Zum Problem der Show gehört auch, dass das eigentliche Konzept für die Zuschauerinnen und Zuschauer lange unklar bleibt. So wird nicht klar, was der Powerplayer machen kann. Vielleicht ist das aber auch gewollt, denn wie gesagt: Die ausgewählte Person kann alleine ohnehin nichts entscheiden. Alles sind Vorgaben der Produktion - und die kommen viel zu selten. Und was muss man eigentlich machen, um am Ende als Sieger aus der Show zu gehen?

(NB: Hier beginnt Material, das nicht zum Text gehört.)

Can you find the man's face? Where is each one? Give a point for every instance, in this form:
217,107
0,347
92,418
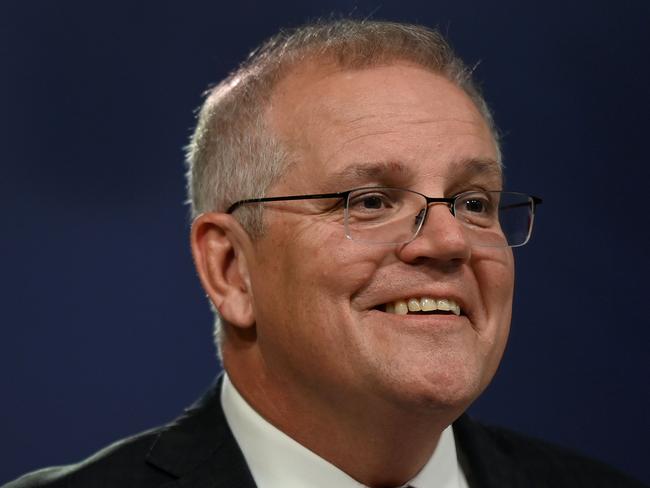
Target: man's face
319,298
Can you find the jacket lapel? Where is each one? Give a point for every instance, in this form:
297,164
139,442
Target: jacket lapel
199,449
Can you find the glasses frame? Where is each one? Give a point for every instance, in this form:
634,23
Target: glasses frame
343,195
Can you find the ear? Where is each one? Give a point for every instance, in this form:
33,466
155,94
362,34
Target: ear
218,245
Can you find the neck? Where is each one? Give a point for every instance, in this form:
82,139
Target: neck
378,443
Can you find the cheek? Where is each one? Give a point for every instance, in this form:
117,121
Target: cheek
311,267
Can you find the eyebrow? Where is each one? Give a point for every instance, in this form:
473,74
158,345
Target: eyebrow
383,170
374,170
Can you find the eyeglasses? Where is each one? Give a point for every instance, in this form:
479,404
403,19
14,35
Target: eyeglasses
384,215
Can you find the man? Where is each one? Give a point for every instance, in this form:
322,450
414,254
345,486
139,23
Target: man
353,235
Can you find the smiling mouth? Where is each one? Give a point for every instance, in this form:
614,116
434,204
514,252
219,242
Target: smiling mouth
422,306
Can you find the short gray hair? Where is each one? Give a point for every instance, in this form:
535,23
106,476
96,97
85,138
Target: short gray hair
232,154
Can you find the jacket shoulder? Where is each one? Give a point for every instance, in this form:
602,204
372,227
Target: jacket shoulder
117,465
512,459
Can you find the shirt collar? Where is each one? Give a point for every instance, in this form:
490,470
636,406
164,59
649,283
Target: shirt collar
277,461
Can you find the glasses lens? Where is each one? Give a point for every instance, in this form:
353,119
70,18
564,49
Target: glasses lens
495,219
384,215
395,216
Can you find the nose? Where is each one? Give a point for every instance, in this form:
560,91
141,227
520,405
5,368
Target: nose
441,238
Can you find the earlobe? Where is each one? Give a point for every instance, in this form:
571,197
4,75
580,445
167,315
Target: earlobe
218,245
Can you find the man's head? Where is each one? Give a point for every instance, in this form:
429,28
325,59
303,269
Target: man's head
306,310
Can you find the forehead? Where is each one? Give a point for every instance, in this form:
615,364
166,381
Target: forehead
347,127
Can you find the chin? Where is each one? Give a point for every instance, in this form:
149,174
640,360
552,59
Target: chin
450,386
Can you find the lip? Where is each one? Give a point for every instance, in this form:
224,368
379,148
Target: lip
421,321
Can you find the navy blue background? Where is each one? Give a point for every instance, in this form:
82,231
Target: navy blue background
105,330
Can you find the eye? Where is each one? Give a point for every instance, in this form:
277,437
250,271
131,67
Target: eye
371,202
475,205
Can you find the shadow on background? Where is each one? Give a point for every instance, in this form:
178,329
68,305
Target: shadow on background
105,331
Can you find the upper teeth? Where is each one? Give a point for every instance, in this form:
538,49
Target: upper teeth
425,304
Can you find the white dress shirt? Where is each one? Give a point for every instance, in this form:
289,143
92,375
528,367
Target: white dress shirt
277,461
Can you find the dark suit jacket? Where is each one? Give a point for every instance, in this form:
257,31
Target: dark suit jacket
198,450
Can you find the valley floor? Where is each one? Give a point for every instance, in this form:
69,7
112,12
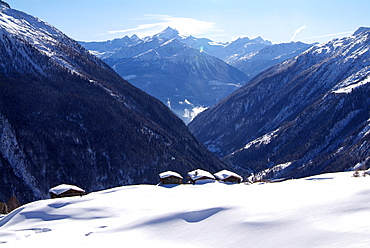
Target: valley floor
329,210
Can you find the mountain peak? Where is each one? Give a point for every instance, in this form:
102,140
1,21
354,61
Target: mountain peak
361,30
4,4
168,33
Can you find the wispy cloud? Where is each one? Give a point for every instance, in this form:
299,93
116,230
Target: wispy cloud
156,23
297,31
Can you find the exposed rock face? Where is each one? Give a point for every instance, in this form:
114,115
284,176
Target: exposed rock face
67,117
305,116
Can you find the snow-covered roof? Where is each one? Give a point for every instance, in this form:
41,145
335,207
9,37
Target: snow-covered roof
169,174
60,189
224,174
198,173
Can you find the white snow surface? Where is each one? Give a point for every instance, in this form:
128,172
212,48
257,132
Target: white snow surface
60,189
39,34
169,174
198,173
224,174
329,210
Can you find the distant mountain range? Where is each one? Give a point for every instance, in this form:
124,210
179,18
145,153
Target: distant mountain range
190,74
305,116
67,117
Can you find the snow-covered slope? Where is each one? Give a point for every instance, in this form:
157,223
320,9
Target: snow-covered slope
183,78
17,26
329,210
310,112
67,117
255,62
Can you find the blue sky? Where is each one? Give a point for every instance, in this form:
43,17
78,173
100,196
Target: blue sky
220,20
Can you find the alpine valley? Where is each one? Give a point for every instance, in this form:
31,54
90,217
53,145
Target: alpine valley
190,74
305,116
67,117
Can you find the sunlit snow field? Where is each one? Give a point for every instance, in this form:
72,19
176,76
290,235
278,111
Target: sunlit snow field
329,210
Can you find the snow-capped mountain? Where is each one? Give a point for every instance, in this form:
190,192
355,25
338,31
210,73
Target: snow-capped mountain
182,77
253,63
304,116
191,78
67,117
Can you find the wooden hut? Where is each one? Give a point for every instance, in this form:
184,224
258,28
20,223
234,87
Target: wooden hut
170,177
202,176
13,203
65,190
228,176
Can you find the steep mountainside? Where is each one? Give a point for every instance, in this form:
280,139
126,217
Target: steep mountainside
304,116
67,117
254,63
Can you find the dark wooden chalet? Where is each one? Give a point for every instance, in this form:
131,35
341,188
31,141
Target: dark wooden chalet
200,175
228,177
65,190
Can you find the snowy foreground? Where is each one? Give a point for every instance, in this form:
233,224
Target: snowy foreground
329,210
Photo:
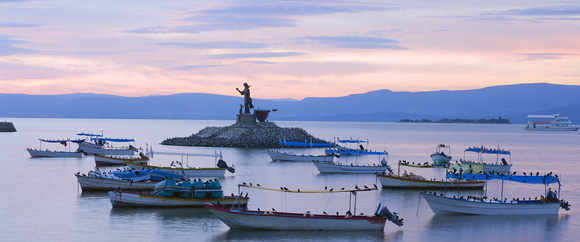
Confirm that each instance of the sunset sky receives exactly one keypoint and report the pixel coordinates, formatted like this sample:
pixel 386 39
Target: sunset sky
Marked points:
pixel 284 48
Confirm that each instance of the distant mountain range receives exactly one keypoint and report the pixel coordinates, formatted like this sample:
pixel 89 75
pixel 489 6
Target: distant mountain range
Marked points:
pixel 513 102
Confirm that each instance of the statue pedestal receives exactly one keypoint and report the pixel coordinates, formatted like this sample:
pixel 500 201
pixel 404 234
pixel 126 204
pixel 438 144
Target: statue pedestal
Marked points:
pixel 246 119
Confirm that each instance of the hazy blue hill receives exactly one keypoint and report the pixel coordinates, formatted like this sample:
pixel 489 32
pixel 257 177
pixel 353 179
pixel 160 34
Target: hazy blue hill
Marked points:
pixel 514 102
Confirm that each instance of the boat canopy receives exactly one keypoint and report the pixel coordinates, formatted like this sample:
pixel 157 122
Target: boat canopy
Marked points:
pixel 305 144
pixel 351 141
pixel 547 179
pixel 90 135
pixel 112 140
pixel 61 140
pixel 488 150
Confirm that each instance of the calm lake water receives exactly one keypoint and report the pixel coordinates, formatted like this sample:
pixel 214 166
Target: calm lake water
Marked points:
pixel 42 201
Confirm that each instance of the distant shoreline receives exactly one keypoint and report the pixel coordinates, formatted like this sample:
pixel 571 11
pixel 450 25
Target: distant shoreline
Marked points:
pixel 498 120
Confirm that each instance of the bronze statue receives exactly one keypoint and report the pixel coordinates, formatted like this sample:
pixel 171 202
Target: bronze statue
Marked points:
pixel 247 98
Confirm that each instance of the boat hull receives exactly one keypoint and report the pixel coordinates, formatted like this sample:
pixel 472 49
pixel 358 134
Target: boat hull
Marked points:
pixel 102 160
pixel 440 159
pixel 330 167
pixel 446 205
pixel 282 156
pixel 46 153
pixel 135 199
pixel 90 148
pixel 103 184
pixel 393 181
pixel 257 220
pixel 188 172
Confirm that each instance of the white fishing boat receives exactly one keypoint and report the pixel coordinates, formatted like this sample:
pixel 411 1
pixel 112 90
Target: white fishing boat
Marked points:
pixel 550 123
pixel 285 156
pixel 439 157
pixel 415 181
pixel 237 218
pixel 192 172
pixel 342 150
pixel 550 204
pixel 54 153
pixel 127 179
pixel 105 160
pixel 333 167
pixel 500 166
pixel 171 194
pixel 99 145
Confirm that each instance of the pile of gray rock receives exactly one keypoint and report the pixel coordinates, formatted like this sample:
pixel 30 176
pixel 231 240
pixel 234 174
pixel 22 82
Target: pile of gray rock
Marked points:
pixel 259 135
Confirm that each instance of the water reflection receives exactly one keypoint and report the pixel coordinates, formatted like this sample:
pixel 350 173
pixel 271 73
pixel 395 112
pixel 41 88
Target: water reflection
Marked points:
pixel 247 235
pixel 522 227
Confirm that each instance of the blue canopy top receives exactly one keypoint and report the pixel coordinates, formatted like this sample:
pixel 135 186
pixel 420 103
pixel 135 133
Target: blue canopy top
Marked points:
pixel 305 144
pixel 547 179
pixel 61 140
pixel 113 140
pixel 488 150
pixel 351 141
pixel 92 135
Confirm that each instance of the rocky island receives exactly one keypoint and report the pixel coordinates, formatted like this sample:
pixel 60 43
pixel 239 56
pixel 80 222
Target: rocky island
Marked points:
pixel 246 132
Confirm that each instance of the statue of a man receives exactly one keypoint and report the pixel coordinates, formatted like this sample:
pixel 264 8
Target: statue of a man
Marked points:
pixel 247 98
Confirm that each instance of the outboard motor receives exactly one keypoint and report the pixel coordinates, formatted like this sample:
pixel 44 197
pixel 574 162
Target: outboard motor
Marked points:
pixel 223 164
pixel 551 196
pixel 383 211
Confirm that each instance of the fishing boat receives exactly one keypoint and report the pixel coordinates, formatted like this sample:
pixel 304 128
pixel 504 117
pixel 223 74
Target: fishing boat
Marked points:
pixel 550 123
pixel 439 157
pixel 346 150
pixel 334 167
pixel 285 156
pixel 169 193
pixel 415 181
pixel 97 145
pixel 237 218
pixel 127 179
pixel 54 153
pixel 500 166
pixel 304 144
pixel 548 204
pixel 105 160
pixel 192 172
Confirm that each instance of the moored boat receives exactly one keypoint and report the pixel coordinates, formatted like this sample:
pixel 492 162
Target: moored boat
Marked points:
pixel 550 204
pixel 415 181
pixel 439 157
pixel 500 166
pixel 97 145
pixel 169 193
pixel 237 218
pixel 555 123
pixel 104 160
pixel 192 172
pixel 128 179
pixel 334 167
pixel 53 153
pixel 285 156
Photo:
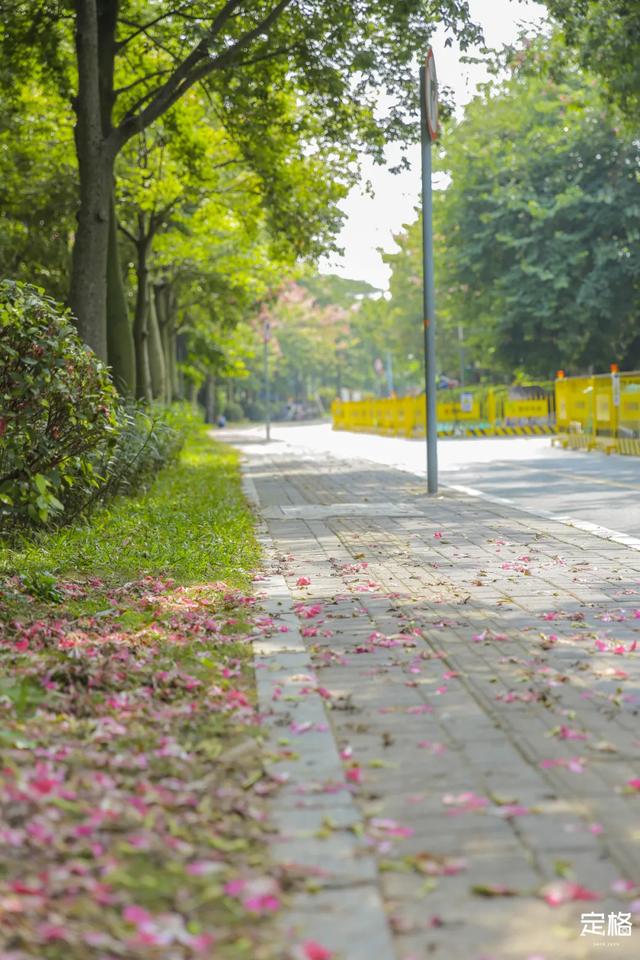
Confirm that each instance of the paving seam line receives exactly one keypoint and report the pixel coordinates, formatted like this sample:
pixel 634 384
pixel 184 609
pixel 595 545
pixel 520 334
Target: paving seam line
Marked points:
pixel 604 533
pixel 357 917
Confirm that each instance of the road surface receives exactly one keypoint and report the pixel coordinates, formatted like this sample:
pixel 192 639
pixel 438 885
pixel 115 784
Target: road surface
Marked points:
pixel 592 489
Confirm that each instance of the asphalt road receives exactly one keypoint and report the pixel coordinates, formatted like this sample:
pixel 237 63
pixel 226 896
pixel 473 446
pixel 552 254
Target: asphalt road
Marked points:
pixel 591 488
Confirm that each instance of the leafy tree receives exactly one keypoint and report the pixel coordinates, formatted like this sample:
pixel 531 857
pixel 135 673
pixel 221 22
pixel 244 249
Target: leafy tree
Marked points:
pixel 542 221
pixel 606 37
pixel 38 186
pixel 333 58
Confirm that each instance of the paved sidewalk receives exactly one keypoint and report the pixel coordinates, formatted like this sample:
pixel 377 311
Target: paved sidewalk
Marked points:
pixel 476 788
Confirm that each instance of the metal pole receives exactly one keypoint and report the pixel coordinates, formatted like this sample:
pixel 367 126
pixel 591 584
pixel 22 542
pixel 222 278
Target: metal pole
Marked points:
pixel 267 397
pixel 429 308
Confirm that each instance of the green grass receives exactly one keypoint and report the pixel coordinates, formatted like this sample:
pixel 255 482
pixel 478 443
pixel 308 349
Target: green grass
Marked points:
pixel 131 666
pixel 193 525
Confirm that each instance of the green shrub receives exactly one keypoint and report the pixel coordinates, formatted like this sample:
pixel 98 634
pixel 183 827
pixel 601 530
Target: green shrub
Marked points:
pixel 233 411
pixel 57 405
pixel 148 439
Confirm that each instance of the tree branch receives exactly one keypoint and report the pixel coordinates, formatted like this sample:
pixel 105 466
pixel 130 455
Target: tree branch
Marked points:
pixel 192 69
pixel 149 76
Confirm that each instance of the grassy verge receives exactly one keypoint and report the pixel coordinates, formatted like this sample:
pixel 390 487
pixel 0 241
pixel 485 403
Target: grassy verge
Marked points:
pixel 130 801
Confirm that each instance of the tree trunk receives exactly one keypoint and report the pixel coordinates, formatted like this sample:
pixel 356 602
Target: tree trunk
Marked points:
pixel 141 325
pixel 166 322
pixel 209 415
pixel 96 156
pixel 120 346
pixel 156 353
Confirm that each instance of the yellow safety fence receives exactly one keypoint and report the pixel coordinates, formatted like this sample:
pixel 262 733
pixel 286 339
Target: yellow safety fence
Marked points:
pixel 482 411
pixel 599 413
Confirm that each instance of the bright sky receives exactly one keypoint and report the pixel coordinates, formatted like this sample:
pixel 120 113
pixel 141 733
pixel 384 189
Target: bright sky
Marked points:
pixel 371 222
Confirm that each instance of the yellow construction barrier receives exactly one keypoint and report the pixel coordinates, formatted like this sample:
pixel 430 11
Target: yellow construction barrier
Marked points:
pixel 482 411
pixel 601 412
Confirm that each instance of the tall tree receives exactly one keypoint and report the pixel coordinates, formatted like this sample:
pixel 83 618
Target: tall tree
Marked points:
pixel 335 57
pixel 606 36
pixel 542 221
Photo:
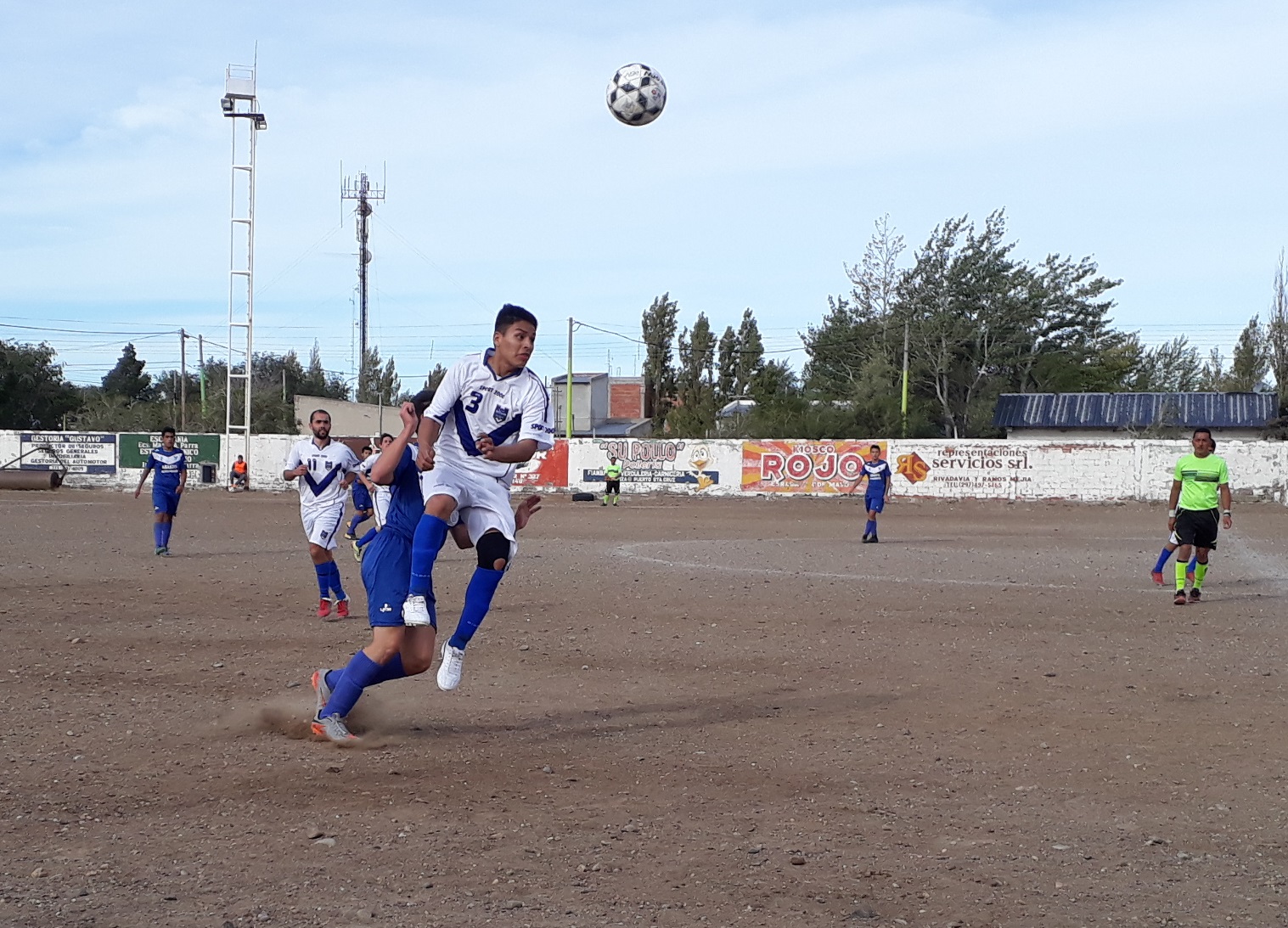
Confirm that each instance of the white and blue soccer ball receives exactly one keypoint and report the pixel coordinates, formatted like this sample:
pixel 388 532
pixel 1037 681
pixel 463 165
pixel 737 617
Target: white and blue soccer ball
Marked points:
pixel 637 94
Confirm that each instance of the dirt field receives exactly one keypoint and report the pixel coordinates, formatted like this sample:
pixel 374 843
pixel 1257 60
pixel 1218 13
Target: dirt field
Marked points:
pixel 683 712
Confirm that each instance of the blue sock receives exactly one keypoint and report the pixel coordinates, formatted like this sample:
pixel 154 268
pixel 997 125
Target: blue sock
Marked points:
pixel 391 671
pixel 478 600
pixel 334 582
pixel 430 534
pixel 358 675
pixel 323 573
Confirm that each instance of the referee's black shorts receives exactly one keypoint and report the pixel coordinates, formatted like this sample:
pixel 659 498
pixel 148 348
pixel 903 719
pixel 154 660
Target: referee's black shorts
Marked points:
pixel 1197 526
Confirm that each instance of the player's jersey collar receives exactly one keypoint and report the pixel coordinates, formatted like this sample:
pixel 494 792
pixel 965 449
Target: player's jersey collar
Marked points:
pixel 487 357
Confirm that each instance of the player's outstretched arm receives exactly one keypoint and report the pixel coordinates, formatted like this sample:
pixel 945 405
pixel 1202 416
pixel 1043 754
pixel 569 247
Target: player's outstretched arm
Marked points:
pixel 147 469
pixel 1171 503
pixel 386 465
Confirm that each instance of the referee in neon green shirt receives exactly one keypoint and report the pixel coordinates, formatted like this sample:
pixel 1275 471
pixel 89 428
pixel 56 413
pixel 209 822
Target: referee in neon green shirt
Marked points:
pixel 1191 510
pixel 612 481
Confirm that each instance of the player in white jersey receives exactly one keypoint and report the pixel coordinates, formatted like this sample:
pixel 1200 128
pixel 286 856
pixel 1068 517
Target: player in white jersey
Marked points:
pixel 490 414
pixel 325 470
pixel 380 496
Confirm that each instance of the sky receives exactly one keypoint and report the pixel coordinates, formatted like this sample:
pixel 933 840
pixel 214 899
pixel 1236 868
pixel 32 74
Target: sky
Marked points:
pixel 1148 134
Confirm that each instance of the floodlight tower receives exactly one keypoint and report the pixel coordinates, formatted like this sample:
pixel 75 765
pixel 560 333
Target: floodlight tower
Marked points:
pixel 365 192
pixel 239 104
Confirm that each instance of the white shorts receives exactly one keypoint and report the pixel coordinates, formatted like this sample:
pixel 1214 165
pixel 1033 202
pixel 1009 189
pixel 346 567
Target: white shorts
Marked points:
pixel 483 502
pixel 323 524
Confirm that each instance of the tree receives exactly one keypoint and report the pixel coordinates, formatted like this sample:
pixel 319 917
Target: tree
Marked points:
pixel 318 381
pixel 1278 334
pixel 657 329
pixel 695 413
pixel 127 380
pixel 32 391
pixel 376 384
pixel 1252 359
pixel 1171 367
pixel 727 363
pixel 751 353
pixel 867 321
pixel 964 299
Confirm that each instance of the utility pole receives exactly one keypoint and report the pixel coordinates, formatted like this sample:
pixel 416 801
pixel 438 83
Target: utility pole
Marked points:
pixel 568 388
pixel 904 379
pixel 365 192
pixel 183 380
pixel 241 107
pixel 201 372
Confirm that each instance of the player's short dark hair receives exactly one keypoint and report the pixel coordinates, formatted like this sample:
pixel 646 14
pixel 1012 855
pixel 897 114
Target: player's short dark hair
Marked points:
pixel 512 314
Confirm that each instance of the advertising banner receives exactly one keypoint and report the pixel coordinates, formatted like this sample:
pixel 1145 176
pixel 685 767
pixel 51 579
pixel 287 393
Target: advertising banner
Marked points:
pixel 546 470
pixel 134 448
pixel 653 464
pixel 795 466
pixel 77 452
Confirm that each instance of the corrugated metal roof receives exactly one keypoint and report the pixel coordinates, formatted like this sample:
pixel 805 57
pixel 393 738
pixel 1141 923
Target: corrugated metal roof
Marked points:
pixel 1135 409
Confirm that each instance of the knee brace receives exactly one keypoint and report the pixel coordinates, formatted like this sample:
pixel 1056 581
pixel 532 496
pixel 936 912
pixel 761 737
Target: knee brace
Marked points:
pixel 492 548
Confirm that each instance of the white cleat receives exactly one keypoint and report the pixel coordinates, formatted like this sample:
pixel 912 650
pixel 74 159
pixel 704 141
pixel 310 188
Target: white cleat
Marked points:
pixel 450 671
pixel 416 611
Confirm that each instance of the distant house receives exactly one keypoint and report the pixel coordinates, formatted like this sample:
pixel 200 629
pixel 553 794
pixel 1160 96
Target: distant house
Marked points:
pixel 602 406
pixel 1123 414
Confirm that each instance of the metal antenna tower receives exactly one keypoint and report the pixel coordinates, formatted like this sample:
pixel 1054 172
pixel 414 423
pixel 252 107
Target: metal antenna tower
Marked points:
pixel 239 104
pixel 365 192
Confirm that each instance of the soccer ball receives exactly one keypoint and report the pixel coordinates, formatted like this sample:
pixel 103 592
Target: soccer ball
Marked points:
pixel 637 94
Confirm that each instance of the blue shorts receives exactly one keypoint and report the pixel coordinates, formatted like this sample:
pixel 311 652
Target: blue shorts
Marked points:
pixel 165 502
pixel 386 576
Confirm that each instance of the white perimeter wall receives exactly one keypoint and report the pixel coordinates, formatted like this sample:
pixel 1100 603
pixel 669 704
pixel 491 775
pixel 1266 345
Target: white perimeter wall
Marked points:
pixel 1095 471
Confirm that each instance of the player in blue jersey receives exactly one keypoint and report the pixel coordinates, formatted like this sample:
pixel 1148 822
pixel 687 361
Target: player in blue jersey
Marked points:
pixel 490 414
pixel 363 506
pixel 877 493
pixel 396 650
pixel 171 469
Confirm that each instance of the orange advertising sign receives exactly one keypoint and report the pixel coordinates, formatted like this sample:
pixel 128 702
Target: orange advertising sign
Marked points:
pixel 546 470
pixel 792 466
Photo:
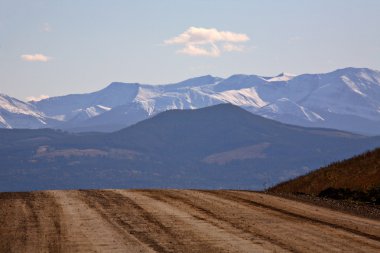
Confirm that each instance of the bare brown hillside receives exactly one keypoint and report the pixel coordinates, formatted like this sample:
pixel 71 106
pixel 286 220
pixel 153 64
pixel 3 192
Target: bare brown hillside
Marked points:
pixel 360 173
pixel 176 221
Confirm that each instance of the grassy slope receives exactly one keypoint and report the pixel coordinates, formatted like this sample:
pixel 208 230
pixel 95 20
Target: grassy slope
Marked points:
pixel 360 173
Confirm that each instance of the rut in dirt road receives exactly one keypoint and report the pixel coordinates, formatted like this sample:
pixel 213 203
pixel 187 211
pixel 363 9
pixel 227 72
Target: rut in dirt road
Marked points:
pixel 176 221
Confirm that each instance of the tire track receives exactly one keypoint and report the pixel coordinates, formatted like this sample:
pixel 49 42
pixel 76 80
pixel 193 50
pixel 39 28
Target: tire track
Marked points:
pixel 277 226
pixel 233 196
pixel 205 234
pixel 179 198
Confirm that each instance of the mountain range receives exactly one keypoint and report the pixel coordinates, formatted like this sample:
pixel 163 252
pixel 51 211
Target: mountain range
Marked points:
pixel 221 146
pixel 345 99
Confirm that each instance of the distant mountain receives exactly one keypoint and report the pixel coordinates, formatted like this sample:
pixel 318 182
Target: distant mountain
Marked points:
pixel 221 146
pixel 359 173
pixel 17 114
pixel 346 99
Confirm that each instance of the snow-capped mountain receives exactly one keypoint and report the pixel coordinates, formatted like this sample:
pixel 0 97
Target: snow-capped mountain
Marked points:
pixel 346 99
pixel 17 114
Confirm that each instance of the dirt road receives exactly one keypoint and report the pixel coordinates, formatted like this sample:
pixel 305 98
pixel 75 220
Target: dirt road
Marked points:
pixel 176 221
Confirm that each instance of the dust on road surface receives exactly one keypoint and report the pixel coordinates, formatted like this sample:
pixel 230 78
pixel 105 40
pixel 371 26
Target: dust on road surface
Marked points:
pixel 176 221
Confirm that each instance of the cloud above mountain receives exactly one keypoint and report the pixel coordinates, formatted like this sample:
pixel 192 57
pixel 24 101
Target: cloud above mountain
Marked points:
pixel 37 98
pixel 35 58
pixel 198 41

Auch das ist nach einigen Folgen unklar.
"Es könnte jeder sein", bringt es Matthias Mangiapane irgendwann auf den Punkt, als es um den Powerplayer geht - und damit beschreibt er ein Dilemma, das sich über die gesamte Zeit zieht. Selbst als ein Teil der Promis Hinweise auf die Person erhält, sind diese so weit hergeholt, dass sich der Powerplayer später selbst wundert.
Halbherzige Umsetzung
Wirklich spannend wird es erstmals in Folge sechs (!), als der Powerplayer einen der anderen Promis als Zielperson ausgewählt hat. Dieser darf nur in der Show bleiben, wenn er den Powerplayer enttarnt. Dass das angesichts der überschaubaren relevanten Ereignisse unmöglich ist, versteht sich von selbst. In der weiteren Folge könnte es aber spannend werden, wie die anderen Promis mit dem Powerplayer aus Woche eins umgehen - und ob sie ihn dann anders sehen und bewerten. Bis zu diesem Punkt muss man als Zuschauer aber erst einmal viel Reality-Nonsense aushalten.
"The Power" macht es dem Publikum, die auf einen vorwiegenden Strategie- und Taktik-Ansatz gehofft haben, jedenfalls ziemlich schwer. Es wäre wünschenswert gewesen, wenn sich Joyn und Redseven bei der Adaption des Lizenzformats der französischen Produktionsfirma Dreamspark und der M6-Produktionstochter Studio 89 ein Herz genommen hätten und das Format stringent mit einem Fokus auf den Strategie-Ansatz produziert hätten. So ist "The Power" leider nur eine halbherzige Umsetzung eines interessant klingenden Konzepts - und geht im Reality-Einheitsbrei der deutschen Sender und Streamer unter.
"The Power" steht bei Joyn zum Abruf bereit.